Question

If a bullet losses 1/3 of its velocity on penetrating 1cm in a wooden block,then how much it will penetrate before coming to rest?
A.5/4 cm
B.4/5 cm
C.3/4 cm
D.4/3 cm

Answer 1

Given: velocity (v1 assumed) reduced to 1/3 of initial velocity (u1 assumed) when displacement travelled is (s1)=1cm

To find: s when final velocity is 0

Solution: This question can be solved using Newton's Laws of Motion.

Let us assume initial velocity as u1 and velocity after penetrating 1cm as v1.

Given, v1= u1- (u1/3) = (2u1/3)-------------------->(1)

Now, applying the formula

v²-u²=2as  ----------------------------------------->(2)                                        

where v= final velocity

          u= initial velocity

          a= acceleration

          s= displacement

in equation (1),

v1²-u1²= (-2a)*1   (∵ we are supposed to get the answer in cm it is not               necessary to convert.)

                        (a is taken negative as it is de-acceleration in this case)

⇒ (4u1²/9) - u1² = -2a

⇒ -5u1²/9  = -2a

⇒  5u1²/9 = 2a

⇒  u1²/2a = 9/5---------------------------------------------------------->(3)

We are asked to find the displacement when final velocity v=0 or bullet comes to rest. So here initial velocity for this time period will be u= 2u1/3.

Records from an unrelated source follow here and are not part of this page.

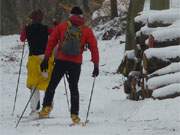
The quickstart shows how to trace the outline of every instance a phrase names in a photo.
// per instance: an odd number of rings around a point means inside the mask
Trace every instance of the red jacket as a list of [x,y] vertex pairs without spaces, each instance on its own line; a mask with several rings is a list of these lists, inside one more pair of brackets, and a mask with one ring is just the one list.
[[[79,16],[71,16],[70,21],[75,25],[83,25],[84,20]],[[45,51],[46,57],[50,57],[54,47],[58,44],[58,41],[62,42],[64,40],[64,34],[67,30],[68,23],[63,22],[59,24],[51,33],[48,39],[48,45]],[[81,29],[82,36],[81,36],[81,53],[77,56],[69,56],[62,53],[60,49],[57,51],[57,59],[64,60],[64,61],[71,61],[75,63],[82,63],[82,53],[84,50],[85,44],[89,44],[89,49],[91,52],[91,61],[95,64],[99,64],[99,52],[97,47],[97,40],[93,34],[93,31],[88,28],[87,26],[83,26]]]

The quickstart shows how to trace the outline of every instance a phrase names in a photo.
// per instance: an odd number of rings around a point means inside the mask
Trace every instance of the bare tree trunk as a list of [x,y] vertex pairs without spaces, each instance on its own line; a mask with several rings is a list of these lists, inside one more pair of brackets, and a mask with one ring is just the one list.
[[111,0],[111,18],[117,17],[117,0]]
[[154,10],[163,10],[169,9],[170,2],[169,0],[151,0],[150,9]]
[[1,28],[0,34],[13,34],[17,32],[18,20],[16,16],[16,3],[11,0],[1,1]]
[[125,50],[131,50],[135,48],[135,26],[134,18],[137,16],[138,12],[143,10],[145,0],[130,0],[128,17],[127,17],[127,31],[126,31],[126,46]]

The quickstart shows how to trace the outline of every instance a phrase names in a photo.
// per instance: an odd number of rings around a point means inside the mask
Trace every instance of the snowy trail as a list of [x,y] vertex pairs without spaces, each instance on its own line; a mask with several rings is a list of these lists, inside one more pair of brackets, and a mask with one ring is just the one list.
[[[26,59],[23,60],[22,76],[16,104],[12,116],[13,100],[19,70],[21,48],[17,47],[18,36],[1,37],[1,98],[0,98],[0,133],[1,135],[179,135],[180,134],[180,98],[164,101],[147,99],[130,101],[126,99],[123,88],[114,88],[122,84],[122,77],[114,74],[122,59],[124,45],[118,40],[99,41],[100,75],[96,79],[89,114],[90,122],[86,127],[69,127],[71,122],[67,108],[63,80],[54,97],[52,119],[17,122],[29,98],[25,86]],[[13,48],[13,49],[12,49]],[[26,51],[27,52],[27,48]],[[9,56],[14,59],[11,61]],[[25,56],[27,58],[27,54]],[[84,53],[84,62],[80,77],[80,117],[85,120],[89,96],[92,88],[93,65],[90,53]],[[113,89],[114,88],[114,89]],[[69,93],[68,93],[69,94]],[[41,98],[43,97],[43,93]],[[29,113],[27,109],[25,115]]]

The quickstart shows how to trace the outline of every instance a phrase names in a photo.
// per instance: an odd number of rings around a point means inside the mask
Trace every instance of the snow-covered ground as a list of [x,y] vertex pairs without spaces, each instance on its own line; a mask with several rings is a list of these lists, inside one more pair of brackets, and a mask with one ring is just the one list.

Applying formula (2) with the new values we get the equation,

0 - (4u1²/9) = -2as   (where s is the displacement we need to find)

⇒ u1²(-4/9) = -2as

⇒  u1²(4/9) = 2as

⇒ s = (u1²/2a)*(4/9)

putting value of (u1²/2a) from equation (3),

⇒ s= (9/5)*(4/9)

⇒ s= 4/5

∴ s= 4/5 cm

ANS: 4/5 cm

(Hope you understood and liked the solution. If yes, please upvote.)

Answer 2

Given:

the velocity of the bullet (v₁ assumed) decreases to 1/3 of initial velocity (u₁ assumed) when the distance traveled is (s₁)=1cm

To find:

distance traveled before the bullet comes to rest.

Solution:

By  Newton's Laws of Motion.

Let the initial velocity be u₁ and velocity after penetrating 1cm be v₁.

Given,  

               $V1=U1-\frac{U1}{3} \\\\V1=\frac{2U1}{3}$--------------------(i)

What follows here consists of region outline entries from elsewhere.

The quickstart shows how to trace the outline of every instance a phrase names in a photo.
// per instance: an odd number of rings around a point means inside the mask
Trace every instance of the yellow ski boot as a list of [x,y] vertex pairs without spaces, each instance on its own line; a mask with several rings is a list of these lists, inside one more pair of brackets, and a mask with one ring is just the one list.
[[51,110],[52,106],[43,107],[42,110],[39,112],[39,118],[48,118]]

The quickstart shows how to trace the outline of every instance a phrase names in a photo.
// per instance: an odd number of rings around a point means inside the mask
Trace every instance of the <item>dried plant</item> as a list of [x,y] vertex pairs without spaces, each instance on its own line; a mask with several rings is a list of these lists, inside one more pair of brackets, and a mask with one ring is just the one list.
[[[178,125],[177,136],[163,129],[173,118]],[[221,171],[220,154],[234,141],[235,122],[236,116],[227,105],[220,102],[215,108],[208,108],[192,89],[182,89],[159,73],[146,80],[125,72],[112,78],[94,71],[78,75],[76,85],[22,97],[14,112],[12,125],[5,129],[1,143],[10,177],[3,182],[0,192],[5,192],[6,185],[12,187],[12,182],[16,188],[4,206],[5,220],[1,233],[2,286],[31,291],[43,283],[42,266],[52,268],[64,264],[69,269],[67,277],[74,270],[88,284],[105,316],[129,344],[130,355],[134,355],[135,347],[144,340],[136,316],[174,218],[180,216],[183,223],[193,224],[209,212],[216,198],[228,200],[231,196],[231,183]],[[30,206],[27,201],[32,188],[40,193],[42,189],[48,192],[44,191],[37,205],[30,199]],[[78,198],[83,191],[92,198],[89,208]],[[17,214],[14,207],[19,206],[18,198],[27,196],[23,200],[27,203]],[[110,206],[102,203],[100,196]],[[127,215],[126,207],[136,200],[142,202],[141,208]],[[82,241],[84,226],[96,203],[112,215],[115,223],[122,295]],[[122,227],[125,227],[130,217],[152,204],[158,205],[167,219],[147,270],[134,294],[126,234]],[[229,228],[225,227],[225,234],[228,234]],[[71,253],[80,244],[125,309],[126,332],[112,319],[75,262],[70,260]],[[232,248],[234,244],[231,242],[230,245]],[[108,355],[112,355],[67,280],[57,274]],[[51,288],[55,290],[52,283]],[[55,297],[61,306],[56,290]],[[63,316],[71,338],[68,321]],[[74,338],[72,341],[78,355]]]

Now, using the speed formula,

$V^{2}- U^{2} =2AS$  ------------------>(ii)    

$v^{2}- u^{2} =(-2a)1$                                    

(a is negative as it is de-acceleration)

$\frac{4u1^{2} }{9}-u^{2} = -2a\\\\\frac{-5u1^{2} }{9} =-2a\\\\\frac{5u1^{2} }{9}=2a\\\\\frac{u1^{2} }{2a} =\frac{9}{5}$

distance when final velocity v=0 or bullet comes to rest.

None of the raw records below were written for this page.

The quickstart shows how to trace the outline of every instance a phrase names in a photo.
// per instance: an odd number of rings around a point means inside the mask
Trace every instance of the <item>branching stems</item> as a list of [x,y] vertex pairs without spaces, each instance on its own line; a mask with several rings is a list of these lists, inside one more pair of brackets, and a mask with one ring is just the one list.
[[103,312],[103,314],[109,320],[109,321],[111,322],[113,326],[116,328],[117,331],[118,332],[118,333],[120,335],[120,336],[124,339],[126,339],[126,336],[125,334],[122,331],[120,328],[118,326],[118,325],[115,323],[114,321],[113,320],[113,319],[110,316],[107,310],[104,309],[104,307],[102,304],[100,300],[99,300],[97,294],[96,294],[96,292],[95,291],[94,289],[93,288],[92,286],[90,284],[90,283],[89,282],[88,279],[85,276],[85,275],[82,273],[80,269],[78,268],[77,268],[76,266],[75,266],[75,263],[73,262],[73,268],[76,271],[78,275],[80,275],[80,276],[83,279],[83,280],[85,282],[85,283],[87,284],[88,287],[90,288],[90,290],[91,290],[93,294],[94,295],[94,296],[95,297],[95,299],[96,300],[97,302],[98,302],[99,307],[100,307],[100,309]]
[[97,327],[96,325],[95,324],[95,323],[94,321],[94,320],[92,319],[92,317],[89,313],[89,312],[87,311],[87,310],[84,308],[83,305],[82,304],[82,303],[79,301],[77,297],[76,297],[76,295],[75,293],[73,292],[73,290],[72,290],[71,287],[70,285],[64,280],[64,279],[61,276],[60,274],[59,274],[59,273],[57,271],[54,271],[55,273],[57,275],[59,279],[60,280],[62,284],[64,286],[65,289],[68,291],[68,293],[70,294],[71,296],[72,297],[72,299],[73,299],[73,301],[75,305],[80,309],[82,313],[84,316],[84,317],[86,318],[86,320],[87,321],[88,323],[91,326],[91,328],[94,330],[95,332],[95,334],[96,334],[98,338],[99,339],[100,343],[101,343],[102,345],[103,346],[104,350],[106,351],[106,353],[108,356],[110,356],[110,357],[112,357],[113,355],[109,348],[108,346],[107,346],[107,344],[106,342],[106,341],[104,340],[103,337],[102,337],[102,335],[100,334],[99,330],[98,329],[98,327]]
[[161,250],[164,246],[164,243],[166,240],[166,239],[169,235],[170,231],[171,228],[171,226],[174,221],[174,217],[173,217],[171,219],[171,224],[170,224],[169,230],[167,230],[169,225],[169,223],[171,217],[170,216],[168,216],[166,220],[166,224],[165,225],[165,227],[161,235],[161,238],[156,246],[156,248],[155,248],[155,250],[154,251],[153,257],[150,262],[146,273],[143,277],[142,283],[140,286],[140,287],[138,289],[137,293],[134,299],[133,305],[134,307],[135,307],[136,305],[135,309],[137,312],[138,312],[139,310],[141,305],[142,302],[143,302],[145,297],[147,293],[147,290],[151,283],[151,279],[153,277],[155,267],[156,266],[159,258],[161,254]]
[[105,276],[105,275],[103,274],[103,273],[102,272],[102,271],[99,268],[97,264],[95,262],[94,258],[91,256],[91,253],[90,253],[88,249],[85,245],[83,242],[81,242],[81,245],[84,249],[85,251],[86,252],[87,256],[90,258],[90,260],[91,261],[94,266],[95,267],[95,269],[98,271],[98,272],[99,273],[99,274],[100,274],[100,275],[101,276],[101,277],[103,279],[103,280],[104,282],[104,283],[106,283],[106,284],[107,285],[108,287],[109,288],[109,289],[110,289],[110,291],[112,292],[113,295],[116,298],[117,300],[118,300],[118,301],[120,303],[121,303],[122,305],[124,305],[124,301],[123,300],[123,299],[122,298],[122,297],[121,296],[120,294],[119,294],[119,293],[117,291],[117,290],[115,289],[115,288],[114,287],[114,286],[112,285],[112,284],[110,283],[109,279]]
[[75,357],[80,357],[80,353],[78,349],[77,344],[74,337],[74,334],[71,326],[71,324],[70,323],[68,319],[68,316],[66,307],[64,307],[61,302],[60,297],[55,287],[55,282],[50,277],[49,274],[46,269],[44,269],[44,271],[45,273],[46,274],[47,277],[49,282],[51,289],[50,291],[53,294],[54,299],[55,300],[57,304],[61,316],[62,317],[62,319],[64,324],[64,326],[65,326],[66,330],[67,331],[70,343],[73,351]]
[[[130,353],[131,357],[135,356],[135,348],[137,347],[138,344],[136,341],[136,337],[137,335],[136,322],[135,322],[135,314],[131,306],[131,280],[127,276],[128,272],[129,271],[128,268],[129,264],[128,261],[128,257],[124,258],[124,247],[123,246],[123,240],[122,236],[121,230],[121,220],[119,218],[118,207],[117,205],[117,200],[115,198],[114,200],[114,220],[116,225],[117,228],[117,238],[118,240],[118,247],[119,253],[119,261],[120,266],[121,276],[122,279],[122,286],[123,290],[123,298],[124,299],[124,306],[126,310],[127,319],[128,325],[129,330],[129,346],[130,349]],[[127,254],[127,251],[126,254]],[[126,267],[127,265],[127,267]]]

So here initial velocity for this time period will be u=$\frac{2u1}{3}$

Applying formula (ii)

0 - $-\frac{4u1^{2} }{9}$ = -2as   (where s is the distance)

⇒ $u1^{2}- \frac{4}{9}$ = -2as ( solving equation)

⇒  u1²($\frac{4}{9}$) = 2as

⇒ s = ($\frac{u1^{2} }{2a}$)*($\frac{4}{9}$)

substituting value of $\frac{u1^{2} }{2a}$

⇒ s=$\frac{9}{5} *\frac{4}{9}$

⇒ s= $\frac{4}{5}$

HENCE THE DISTANCE TRAVELED BY THE BULLET IN THE WOODEN BLOCK BEFORE COMING TO REST IS 4/5CM.